E' la troppa sollecitazione ai tanti contatti freddi che ci fa sentire ancora più soli. In epoche passate c'erano meno contatti ma quei pochi erano più profondi e duraturi.

Il grande numero di persone che siamo in grado di raggiungere (vedi articolo “L’ansia nella nostra epoca”) nella nostra epoca fa sì che di fatto ci sentiamo ancora più soli.

Paradossalmente, il fatto di venire a contatto con così tante persone, opinioni e stili di vita diversi, provoca una sorta di sovraccarico di scelte che ci rende ancora più difficile capire quale sia la scelta giusta. Il fatto che la nostra epoca sia così ricca di opportunità aumenta il nostro senso di inadeguatezza paragonandoci, per esempio alle persone “normali” che riescono a diventare ricchi o famosi, per esempio.

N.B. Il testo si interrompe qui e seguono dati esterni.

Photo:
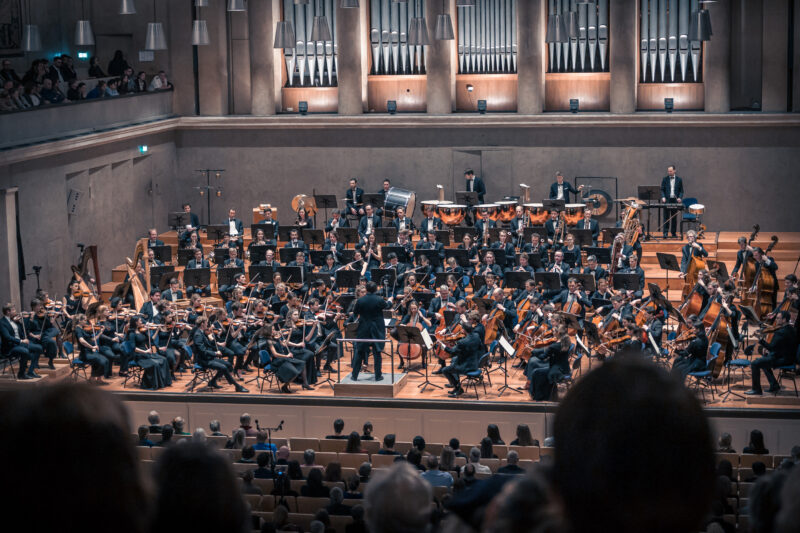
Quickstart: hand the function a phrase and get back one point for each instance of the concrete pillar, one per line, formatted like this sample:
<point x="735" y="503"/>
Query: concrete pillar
<point x="348" y="26"/>
<point x="623" y="47"/>
<point x="9" y="270"/>
<point x="262" y="56"/>
<point x="531" y="22"/>
<point x="438" y="65"/>
<point x="717" y="68"/>
<point x="213" y="62"/>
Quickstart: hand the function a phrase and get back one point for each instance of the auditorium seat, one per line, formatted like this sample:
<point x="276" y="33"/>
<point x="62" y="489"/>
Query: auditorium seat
<point x="332" y="445"/>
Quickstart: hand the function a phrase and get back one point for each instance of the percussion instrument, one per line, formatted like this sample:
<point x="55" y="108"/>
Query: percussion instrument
<point x="451" y="214"/>
<point x="537" y="213"/>
<point x="697" y="209"/>
<point x="396" y="197"/>
<point x="506" y="210"/>
<point x="573" y="213"/>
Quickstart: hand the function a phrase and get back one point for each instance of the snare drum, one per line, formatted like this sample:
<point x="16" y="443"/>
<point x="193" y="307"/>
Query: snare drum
<point x="451" y="214"/>
<point x="573" y="213"/>
<point x="537" y="214"/>
<point x="697" y="209"/>
<point x="399" y="198"/>
<point x="487" y="211"/>
<point x="507" y="210"/>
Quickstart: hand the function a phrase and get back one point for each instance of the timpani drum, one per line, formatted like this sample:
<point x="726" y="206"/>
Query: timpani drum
<point x="487" y="211"/>
<point x="507" y="210"/>
<point x="536" y="213"/>
<point x="573" y="213"/>
<point x="451" y="214"/>
<point x="697" y="209"/>
<point x="396" y="197"/>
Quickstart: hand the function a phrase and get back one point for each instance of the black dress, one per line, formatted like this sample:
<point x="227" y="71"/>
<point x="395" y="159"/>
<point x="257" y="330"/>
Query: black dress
<point x="156" y="367"/>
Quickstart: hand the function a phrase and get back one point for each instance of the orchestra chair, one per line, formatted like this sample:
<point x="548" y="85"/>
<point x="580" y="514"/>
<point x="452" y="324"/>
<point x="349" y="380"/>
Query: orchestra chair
<point x="477" y="376"/>
<point x="704" y="379"/>
<point x="688" y="218"/>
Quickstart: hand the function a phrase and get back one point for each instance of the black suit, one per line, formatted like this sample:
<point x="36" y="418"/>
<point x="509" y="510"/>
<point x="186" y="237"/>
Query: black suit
<point x="671" y="198"/>
<point x="369" y="311"/>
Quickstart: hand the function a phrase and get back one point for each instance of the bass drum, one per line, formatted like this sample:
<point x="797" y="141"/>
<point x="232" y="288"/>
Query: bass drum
<point x="396" y="197"/>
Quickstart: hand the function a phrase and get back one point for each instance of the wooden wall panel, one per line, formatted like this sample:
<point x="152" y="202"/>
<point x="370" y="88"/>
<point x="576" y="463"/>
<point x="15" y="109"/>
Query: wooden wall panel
<point x="408" y="91"/>
<point x="499" y="91"/>
<point x="593" y="89"/>
<point x="686" y="96"/>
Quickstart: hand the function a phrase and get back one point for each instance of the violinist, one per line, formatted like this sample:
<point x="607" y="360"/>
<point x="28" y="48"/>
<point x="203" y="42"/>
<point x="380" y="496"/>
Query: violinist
<point x="333" y="246"/>
<point x="466" y="353"/>
<point x="174" y="293"/>
<point x="336" y="221"/>
<point x="692" y="249"/>
<point x="16" y="344"/>
<point x="557" y="356"/>
<point x="693" y="357"/>
<point x="42" y="331"/>
<point x="780" y="351"/>
<point x="86" y="337"/>
<point x="207" y="353"/>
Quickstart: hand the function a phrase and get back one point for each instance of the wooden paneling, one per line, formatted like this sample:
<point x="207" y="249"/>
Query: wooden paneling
<point x="320" y="99"/>
<point x="686" y="96"/>
<point x="593" y="89"/>
<point x="408" y="91"/>
<point x="499" y="91"/>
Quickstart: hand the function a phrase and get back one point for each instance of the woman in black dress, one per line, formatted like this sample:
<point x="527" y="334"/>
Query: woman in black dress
<point x="156" y="367"/>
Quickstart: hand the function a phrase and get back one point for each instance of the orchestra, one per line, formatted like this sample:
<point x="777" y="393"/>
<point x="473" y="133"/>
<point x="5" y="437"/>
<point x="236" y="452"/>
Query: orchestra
<point x="550" y="292"/>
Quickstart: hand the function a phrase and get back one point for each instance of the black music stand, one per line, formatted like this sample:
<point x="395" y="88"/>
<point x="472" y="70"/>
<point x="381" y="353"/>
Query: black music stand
<point x="516" y="280"/>
<point x="627" y="282"/>
<point x="178" y="220"/>
<point x="225" y="275"/>
<point x="347" y="235"/>
<point x="197" y="277"/>
<point x="461" y="256"/>
<point x="668" y="262"/>
<point x="551" y="204"/>
<point x="267" y="227"/>
<point x="347" y="279"/>
<point x="460" y="231"/>
<point x="386" y="235"/>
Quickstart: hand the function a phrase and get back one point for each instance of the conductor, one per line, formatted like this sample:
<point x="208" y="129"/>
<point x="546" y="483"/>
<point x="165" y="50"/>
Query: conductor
<point x="369" y="313"/>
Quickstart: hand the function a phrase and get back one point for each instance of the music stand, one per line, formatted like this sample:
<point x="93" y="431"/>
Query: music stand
<point x="178" y="219"/>
<point x="197" y="277"/>
<point x="313" y="236"/>
<point x="347" y="279"/>
<point x="385" y="235"/>
<point x="347" y="235"/>
<point x="627" y="282"/>
<point x="668" y="262"/>
<point x="603" y="255"/>
<point x="215" y="232"/>
<point x="461" y="256"/>
<point x="267" y="227"/>
<point x="287" y="255"/>
<point x="516" y="280"/>
<point x="551" y="281"/>
<point x="587" y="280"/>
<point x="551" y="204"/>
<point x="226" y="274"/>
<point x="460" y="231"/>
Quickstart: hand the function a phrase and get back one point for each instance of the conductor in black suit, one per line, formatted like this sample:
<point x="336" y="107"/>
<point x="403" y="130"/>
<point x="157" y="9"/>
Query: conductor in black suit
<point x="671" y="192"/>
<point x="369" y="312"/>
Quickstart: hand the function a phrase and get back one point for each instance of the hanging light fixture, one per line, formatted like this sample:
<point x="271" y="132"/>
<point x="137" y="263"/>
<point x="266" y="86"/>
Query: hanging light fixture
<point x="127" y="7"/>
<point x="443" y="31"/>
<point x="556" y="30"/>
<point x="83" y="29"/>
<point x="155" y="39"/>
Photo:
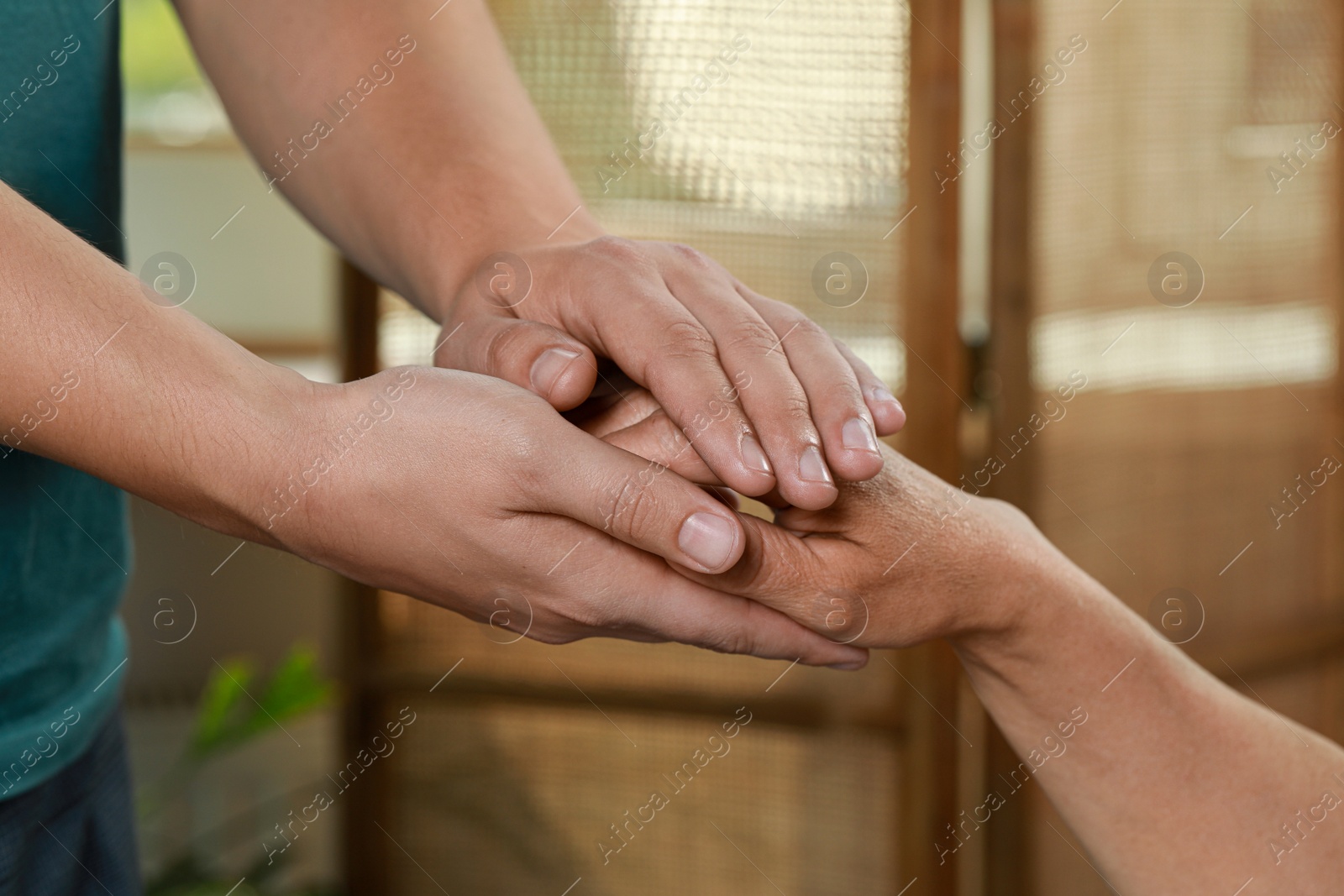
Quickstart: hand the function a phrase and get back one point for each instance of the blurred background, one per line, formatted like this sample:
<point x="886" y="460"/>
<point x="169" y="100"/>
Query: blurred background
<point x="987" y="201"/>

Oppure ci sentiamo inadeguati per i troppi modelli a cui siamo sottoposti quotidianamente dalla televisione, cinema, giornali. Le pubblicità che vengono studiate con cura per rappresentare il sogno segreto o palese delle persone “normali”, a volte non fanno altro che far aumentare quel senso di insoddisfazione insito in ciascuno di noi che viviamo in questa epoca dalle grandi opportunità.

Con il risultato che quando usciamo per strada e siamo in mezzo alla folla, al supermercato o nel traffico, qualcosa in noi si ribella e nella nostra solitudine diventiamo ancora più soli, cominciamo a prestare spasmodicamente attenzione al nostro interno, con lo stato d’animo triste di chi cerca disperatamente una via di fuga e a volte corriamo il rischio di avere un attacco di panico.